Puis, sans prévenir, il sortit une longue vue de sa poche et la pointa à travers la vitre, comme un explorateur traquant un trésor perdu.
– AH ! Les bouquetins ! Ils sont là ! Une sacrée bande de filous, ceux-là Regardez bien, ils se camouflent ! Mais moi, Jacquot, je les vois toujours !
Le contrôleur, habitué à cette scène, passa, sans même un regard, adressant un sourire amusé aux passagers. Jacquot était une figure locale, et ce train de montagne, c’était son théâtre personnel. Quelques habitués hochèrent la tête avec indulgence, tandis que les touristes, d’abord interloqués, finirent par se laisser gagner par sa joie contagieuse.
Alors que le train ralentissait à l’approche du village, Jacquot s’immobilisa soudain, les bras écartés, comme pour embrasser la montagne toute entière.

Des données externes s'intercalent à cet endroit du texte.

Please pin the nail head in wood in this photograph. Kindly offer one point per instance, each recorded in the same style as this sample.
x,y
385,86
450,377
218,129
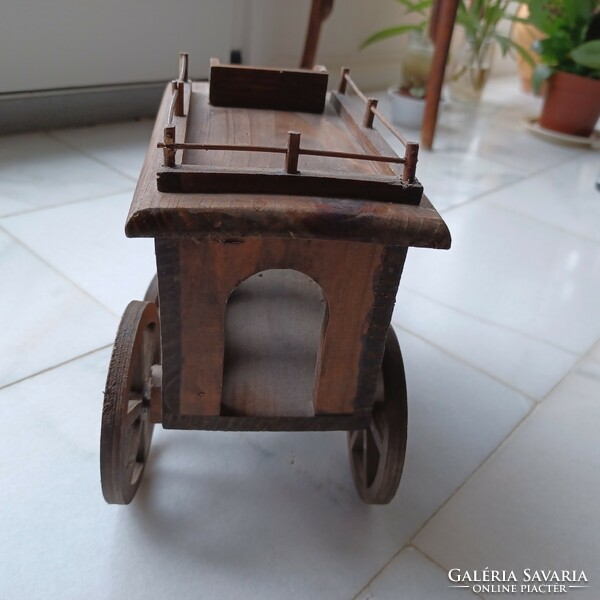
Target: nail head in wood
x,y
343,81
369,114
411,155
293,152
169,153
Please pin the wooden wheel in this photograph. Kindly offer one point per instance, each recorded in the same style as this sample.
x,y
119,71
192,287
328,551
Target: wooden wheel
x,y
377,453
126,427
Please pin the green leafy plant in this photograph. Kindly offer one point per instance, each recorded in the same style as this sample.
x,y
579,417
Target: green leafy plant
x,y
572,42
478,18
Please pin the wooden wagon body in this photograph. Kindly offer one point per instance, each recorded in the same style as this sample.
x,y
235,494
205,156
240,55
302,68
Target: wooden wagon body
x,y
281,221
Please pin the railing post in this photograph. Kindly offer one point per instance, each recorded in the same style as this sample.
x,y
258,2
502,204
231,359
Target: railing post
x,y
177,90
411,155
169,153
369,114
343,82
293,152
183,66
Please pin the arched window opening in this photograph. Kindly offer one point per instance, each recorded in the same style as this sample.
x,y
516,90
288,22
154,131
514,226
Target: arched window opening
x,y
274,324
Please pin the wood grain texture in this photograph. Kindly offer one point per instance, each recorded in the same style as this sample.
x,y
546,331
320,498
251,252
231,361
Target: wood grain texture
x,y
273,329
317,423
268,88
219,216
276,182
208,273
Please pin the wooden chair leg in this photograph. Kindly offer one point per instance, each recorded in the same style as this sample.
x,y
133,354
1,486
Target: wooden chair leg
x,y
442,24
319,11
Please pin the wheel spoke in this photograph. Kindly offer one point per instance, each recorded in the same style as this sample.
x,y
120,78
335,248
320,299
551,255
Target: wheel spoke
x,y
134,410
371,458
354,435
378,436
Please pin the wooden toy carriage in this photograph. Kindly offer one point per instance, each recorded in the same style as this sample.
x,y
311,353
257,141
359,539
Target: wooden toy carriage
x,y
281,221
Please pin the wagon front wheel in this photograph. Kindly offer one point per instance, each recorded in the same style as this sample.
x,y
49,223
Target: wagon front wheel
x,y
377,452
126,427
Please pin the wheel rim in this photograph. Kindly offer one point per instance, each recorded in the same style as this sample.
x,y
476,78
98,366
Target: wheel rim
x,y
377,452
126,427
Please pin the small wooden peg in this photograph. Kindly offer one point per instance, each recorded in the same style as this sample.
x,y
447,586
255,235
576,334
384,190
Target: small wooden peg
x,y
293,152
343,82
169,153
369,114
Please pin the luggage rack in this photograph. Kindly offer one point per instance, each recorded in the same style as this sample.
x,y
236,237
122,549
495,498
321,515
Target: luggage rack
x,y
392,184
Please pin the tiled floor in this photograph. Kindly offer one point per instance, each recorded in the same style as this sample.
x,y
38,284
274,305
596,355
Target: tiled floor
x,y
501,340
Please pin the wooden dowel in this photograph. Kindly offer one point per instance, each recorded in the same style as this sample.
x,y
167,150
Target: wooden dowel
x,y
369,114
343,81
301,151
353,156
356,89
411,155
293,151
169,152
183,66
390,127
171,112
178,97
231,147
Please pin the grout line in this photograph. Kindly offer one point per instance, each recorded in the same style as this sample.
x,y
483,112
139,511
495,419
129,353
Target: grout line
x,y
437,564
53,367
118,192
519,179
489,322
554,226
59,273
391,560
52,136
466,363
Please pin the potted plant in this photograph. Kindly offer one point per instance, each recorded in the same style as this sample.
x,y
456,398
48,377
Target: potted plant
x,y
570,63
407,98
479,20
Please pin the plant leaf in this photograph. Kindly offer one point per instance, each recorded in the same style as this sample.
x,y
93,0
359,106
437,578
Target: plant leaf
x,y
384,34
540,74
588,54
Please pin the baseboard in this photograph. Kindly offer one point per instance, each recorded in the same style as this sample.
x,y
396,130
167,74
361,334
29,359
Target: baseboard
x,y
77,107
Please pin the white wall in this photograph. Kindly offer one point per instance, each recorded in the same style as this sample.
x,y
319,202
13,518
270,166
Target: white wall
x,y
47,44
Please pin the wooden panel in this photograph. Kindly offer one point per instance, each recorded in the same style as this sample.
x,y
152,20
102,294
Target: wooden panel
x,y
273,329
210,270
209,181
317,423
219,216
275,89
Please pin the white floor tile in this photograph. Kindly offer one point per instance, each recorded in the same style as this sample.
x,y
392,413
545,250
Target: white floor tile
x,y
457,417
595,353
531,366
224,513
86,241
565,197
411,575
46,320
514,272
534,505
119,145
37,171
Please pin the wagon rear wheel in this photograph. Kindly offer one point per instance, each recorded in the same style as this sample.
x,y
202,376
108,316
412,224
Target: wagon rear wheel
x,y
126,427
377,452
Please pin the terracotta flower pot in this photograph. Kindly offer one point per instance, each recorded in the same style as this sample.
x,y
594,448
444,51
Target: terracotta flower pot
x,y
572,104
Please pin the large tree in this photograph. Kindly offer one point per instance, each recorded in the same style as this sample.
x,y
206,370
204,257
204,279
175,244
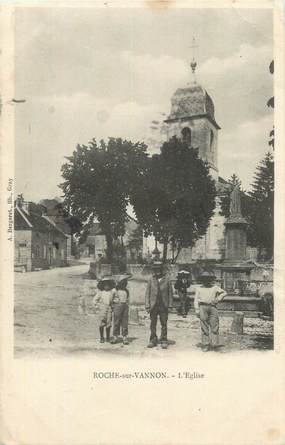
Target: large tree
x,y
175,199
97,181
261,214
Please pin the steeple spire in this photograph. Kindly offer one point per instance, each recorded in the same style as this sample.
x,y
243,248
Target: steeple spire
x,y
193,63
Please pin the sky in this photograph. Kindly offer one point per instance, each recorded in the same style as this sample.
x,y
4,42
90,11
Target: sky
x,y
102,72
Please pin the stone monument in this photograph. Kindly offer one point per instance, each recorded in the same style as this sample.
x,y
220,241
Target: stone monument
x,y
235,269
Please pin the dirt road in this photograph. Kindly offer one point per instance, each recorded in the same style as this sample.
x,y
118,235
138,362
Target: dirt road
x,y
47,321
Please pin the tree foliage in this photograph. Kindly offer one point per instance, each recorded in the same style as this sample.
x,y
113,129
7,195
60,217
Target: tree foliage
x,y
261,215
98,178
175,199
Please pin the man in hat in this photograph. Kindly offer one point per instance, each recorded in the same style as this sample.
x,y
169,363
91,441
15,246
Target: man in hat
x,y
158,299
206,299
181,285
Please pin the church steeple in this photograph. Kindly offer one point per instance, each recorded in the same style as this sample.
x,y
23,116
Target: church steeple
x,y
192,118
193,63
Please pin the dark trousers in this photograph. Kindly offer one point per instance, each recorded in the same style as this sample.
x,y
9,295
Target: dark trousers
x,y
162,312
121,319
209,319
183,307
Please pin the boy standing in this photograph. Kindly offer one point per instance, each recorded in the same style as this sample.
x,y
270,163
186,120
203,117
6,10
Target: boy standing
x,y
206,299
104,299
121,310
158,299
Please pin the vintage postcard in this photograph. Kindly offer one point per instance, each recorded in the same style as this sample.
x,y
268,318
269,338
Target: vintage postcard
x,y
142,235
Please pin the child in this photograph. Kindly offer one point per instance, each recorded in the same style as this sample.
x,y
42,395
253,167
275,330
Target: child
x,y
206,298
86,291
121,310
181,285
104,299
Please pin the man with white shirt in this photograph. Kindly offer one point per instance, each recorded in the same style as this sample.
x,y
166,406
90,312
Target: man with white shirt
x,y
206,299
158,299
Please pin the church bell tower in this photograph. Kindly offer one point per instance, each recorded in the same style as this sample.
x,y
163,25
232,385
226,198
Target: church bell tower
x,y
192,118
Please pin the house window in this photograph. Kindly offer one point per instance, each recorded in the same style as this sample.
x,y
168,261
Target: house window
x,y
186,135
37,251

– Regardez, regardez, mes amis ! Là, c’est le sommet! La gloire! La nature dans toute sa splendeur ! C’est ici que tout commence, je vous le dis !
Il se rassit finalement, laissant échapper un long soupir satisfait. Tout le monde dans le wagon le regardait avec un sourire, même ceux qui, quelques minutes plus tôt, étaient agacés par son agitation.
Jacquot, toujours gesticulant légèrement, croisa les bras derrière la tête et déclara, avec un clin d’œil .
– Ah, mes amis, il faut savoir vivre chaque instant à fond! Comme je dis toujours, la vie, c’est un train en route pour l’aventure!